Today, Intuit the makers of Quicken financial software, closed a section of 2nd Avenue in Seattle for two hours and built a temporary public driving range to showcase their new GoPayment service. The event featured Jeff Coston, a former PGA tour pro, giving $5, ten-minute lessons while accepting payments on the company’s new mobile solution. This created a highly effective, buzz-worthy demonstration of their product. Intuit also filmed a TV commercial at the event to expand the stunt’s utility.

This week the Space Needle is again the site of a PR caper. The top of the needle itself is getting painted back to its original “Galaxy Gold” color to celebrate the 50th anniversary of the World’s Fair. They’re not even done yet and the stunt is already receiving positive media attention.

These are only a few examples of successful local stunts; numerous others continue to take place across the nation and around the world.

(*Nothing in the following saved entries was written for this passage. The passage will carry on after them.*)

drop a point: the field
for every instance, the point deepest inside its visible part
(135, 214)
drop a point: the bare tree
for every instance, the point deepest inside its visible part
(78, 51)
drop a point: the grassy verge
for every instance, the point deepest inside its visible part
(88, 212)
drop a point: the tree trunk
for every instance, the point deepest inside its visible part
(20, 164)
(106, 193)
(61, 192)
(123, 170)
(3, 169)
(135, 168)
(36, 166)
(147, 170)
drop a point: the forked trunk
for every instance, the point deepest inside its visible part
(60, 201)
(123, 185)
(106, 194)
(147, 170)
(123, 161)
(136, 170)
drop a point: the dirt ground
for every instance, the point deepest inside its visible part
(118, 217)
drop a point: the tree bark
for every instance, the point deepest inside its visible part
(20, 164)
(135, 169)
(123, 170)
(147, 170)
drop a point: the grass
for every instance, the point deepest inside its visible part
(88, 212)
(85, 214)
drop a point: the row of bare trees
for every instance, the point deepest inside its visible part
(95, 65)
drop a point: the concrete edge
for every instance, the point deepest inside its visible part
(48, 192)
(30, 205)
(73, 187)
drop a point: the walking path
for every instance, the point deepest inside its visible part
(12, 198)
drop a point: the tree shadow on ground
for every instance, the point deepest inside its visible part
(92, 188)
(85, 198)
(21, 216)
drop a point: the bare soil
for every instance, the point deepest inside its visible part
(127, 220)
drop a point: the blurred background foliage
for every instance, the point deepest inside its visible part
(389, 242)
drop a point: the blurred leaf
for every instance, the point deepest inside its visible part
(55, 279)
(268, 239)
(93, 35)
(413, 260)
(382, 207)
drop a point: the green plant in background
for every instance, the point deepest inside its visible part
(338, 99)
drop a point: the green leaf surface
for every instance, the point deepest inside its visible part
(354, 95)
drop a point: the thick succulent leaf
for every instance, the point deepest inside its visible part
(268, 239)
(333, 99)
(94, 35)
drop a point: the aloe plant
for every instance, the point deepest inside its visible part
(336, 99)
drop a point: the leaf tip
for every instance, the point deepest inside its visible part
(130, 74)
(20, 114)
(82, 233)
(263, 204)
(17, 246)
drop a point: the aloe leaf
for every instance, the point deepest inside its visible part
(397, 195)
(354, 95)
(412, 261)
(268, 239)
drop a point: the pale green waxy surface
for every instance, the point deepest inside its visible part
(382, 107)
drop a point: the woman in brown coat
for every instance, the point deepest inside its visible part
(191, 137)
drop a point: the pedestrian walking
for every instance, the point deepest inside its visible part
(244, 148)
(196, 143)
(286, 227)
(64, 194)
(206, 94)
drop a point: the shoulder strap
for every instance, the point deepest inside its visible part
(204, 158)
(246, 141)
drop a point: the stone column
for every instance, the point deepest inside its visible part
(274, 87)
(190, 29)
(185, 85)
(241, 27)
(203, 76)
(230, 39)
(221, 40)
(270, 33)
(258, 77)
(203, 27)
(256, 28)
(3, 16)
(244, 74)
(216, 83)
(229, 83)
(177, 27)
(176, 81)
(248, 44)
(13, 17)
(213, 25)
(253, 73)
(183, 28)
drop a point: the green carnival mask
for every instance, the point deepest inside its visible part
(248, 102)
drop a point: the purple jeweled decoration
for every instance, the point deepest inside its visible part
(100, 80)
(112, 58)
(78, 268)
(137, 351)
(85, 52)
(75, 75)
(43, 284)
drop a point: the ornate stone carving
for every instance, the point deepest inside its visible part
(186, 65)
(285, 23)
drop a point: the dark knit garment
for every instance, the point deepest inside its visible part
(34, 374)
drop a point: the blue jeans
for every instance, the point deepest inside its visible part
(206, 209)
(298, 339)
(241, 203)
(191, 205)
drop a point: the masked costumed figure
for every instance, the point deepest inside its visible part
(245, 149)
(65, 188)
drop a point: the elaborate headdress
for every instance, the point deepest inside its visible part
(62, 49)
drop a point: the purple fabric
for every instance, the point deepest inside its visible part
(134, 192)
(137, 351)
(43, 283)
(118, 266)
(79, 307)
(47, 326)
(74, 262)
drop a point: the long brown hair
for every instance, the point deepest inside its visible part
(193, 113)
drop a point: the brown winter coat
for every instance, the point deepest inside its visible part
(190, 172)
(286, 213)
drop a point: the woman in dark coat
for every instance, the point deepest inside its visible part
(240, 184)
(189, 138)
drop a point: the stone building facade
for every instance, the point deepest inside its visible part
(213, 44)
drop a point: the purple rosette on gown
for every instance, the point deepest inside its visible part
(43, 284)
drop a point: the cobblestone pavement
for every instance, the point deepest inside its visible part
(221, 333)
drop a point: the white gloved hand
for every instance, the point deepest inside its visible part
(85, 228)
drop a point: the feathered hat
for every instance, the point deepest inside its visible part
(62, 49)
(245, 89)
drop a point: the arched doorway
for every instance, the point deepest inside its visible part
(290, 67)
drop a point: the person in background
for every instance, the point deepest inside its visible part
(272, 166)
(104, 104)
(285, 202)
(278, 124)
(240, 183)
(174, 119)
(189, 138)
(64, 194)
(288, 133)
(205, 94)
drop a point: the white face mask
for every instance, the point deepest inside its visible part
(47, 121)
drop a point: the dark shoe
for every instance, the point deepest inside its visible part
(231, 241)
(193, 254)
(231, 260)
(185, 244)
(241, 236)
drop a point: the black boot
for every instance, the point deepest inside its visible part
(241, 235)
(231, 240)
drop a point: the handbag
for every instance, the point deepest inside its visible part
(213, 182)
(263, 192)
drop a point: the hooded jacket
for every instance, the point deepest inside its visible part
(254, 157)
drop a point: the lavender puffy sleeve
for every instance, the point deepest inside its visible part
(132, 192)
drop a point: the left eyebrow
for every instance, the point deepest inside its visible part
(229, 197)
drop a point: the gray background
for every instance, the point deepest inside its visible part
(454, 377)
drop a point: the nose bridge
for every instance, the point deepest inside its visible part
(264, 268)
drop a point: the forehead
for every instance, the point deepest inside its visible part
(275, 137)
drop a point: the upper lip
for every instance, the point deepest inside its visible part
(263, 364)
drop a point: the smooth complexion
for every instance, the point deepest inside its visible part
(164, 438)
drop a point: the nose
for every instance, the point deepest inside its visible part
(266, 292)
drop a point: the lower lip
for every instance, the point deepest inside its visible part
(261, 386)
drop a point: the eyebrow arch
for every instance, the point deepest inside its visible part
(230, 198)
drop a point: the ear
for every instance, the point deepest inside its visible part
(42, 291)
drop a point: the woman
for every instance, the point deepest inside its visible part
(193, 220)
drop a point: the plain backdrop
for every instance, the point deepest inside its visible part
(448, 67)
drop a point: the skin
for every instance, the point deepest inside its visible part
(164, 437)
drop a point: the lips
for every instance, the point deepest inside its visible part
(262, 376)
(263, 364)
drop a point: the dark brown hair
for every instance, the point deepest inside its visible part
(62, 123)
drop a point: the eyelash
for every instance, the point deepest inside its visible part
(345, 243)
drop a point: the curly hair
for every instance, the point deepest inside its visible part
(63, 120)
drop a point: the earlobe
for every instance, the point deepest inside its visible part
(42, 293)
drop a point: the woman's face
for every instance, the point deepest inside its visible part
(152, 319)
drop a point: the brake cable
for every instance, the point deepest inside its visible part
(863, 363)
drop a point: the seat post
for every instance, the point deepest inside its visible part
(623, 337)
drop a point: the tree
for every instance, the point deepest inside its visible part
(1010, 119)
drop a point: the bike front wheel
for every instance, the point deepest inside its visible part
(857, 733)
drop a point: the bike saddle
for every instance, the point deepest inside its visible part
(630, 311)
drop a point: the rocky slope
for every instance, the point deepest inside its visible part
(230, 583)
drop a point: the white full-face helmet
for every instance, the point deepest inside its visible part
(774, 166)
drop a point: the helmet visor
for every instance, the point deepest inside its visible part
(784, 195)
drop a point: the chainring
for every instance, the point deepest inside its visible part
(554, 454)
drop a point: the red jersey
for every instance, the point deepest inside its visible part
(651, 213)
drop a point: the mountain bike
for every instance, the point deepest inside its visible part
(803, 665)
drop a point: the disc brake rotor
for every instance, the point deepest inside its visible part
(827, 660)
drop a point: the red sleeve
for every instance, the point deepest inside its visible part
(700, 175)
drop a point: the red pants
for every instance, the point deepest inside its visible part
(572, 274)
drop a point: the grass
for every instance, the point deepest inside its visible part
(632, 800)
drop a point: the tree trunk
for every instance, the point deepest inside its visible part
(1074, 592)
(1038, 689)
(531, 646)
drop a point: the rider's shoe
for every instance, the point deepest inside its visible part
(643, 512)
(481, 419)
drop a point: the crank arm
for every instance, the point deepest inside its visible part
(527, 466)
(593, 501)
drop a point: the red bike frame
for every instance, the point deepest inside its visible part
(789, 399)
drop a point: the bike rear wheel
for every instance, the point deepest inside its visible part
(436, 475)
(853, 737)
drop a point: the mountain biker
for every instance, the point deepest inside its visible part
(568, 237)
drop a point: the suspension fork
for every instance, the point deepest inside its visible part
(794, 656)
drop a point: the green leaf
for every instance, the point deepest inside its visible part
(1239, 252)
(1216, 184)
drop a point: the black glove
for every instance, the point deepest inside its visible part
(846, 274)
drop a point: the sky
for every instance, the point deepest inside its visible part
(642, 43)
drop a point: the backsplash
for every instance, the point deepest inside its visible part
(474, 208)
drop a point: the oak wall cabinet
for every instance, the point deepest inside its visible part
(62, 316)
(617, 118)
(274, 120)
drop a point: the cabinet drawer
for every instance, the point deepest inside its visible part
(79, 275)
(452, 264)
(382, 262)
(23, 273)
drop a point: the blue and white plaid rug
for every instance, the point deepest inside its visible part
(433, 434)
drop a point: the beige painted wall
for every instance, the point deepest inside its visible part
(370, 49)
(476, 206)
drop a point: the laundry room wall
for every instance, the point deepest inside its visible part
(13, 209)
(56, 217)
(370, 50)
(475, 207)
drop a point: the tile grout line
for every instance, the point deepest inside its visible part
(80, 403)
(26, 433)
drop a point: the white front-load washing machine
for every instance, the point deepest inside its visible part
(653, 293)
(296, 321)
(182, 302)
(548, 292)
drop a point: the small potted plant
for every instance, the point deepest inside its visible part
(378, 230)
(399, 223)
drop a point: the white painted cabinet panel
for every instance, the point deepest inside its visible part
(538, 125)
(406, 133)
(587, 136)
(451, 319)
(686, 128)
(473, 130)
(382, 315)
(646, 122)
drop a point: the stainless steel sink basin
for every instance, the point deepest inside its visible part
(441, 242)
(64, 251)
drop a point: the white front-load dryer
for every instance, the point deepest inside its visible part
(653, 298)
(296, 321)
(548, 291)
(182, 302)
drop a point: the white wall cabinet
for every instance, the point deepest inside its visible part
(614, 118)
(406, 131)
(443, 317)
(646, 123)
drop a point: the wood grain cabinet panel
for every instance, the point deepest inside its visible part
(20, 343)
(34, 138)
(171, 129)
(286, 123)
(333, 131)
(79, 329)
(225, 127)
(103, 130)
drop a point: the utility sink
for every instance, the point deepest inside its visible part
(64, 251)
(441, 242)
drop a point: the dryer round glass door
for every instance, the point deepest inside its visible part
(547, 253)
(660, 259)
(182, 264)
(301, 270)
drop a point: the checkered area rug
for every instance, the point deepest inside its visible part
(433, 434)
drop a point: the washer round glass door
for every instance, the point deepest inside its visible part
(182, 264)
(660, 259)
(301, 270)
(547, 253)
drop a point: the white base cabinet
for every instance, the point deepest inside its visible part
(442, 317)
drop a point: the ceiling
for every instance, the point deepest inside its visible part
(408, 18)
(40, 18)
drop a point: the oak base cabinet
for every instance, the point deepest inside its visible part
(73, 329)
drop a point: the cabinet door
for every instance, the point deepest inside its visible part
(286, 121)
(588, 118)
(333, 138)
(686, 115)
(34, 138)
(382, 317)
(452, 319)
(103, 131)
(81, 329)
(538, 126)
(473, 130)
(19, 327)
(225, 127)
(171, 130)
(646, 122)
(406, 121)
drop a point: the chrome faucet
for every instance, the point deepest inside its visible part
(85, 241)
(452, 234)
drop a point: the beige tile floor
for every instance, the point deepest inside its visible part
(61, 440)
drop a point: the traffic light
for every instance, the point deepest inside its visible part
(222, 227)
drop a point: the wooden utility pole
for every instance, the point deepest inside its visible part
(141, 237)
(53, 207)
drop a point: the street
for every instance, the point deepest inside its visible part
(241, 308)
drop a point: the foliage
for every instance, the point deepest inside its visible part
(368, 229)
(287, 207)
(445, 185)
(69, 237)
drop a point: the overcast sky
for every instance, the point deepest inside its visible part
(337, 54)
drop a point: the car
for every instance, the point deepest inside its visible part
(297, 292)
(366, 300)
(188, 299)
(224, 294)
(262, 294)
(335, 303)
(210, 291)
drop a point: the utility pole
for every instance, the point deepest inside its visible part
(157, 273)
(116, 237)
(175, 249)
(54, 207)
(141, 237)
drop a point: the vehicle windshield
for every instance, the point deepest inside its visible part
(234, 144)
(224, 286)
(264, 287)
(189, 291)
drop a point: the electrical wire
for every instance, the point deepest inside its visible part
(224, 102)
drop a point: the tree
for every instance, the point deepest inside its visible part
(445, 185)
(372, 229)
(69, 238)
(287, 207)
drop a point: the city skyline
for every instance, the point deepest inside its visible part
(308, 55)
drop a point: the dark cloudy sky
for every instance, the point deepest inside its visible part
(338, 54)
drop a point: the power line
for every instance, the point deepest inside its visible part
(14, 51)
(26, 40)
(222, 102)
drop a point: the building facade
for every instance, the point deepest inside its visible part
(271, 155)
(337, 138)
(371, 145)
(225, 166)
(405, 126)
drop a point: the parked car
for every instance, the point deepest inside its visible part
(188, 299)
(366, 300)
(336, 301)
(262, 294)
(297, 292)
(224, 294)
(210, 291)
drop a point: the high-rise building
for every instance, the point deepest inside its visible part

Think a stunt is for you? Take some advice from Peter Shankman, the Founder of HARO and author of numerous books, including ‘Can We Do that?! Outrageous PR Stunts That Work – And Why Your Company Needs Them.

Shankman told INC. Magazine:

 A stunt for the sake of a stunt is pointless.

  1. Tie your stunt into the news; tie it into what’s going on in the world.
  2. Don’t just put something out into the universe without a bigger plan.
  3. PR is an ongoing process; one good piece should lead to another.
  4. Stunts should foster growth inside and outside the organization.

Shankman oughtta know. He’s even had a successful stunt personally directed at him by Morton’s Steakhouse. After Shankman Tweeted that he wished he could have a Morton’s steak waiting for him after a flight, Morton’s sent a tuxedo-clad server with a porterhouse to meet him when he disembarked. The stunt earned social and traditional media hype, not to mention the tweet from Shankman to his 131,000 Twitter followers.

Stunts aren’t for everyone. Their half-life can be mercilessly short. But given the right kind of planning, they can give your public presence a boost.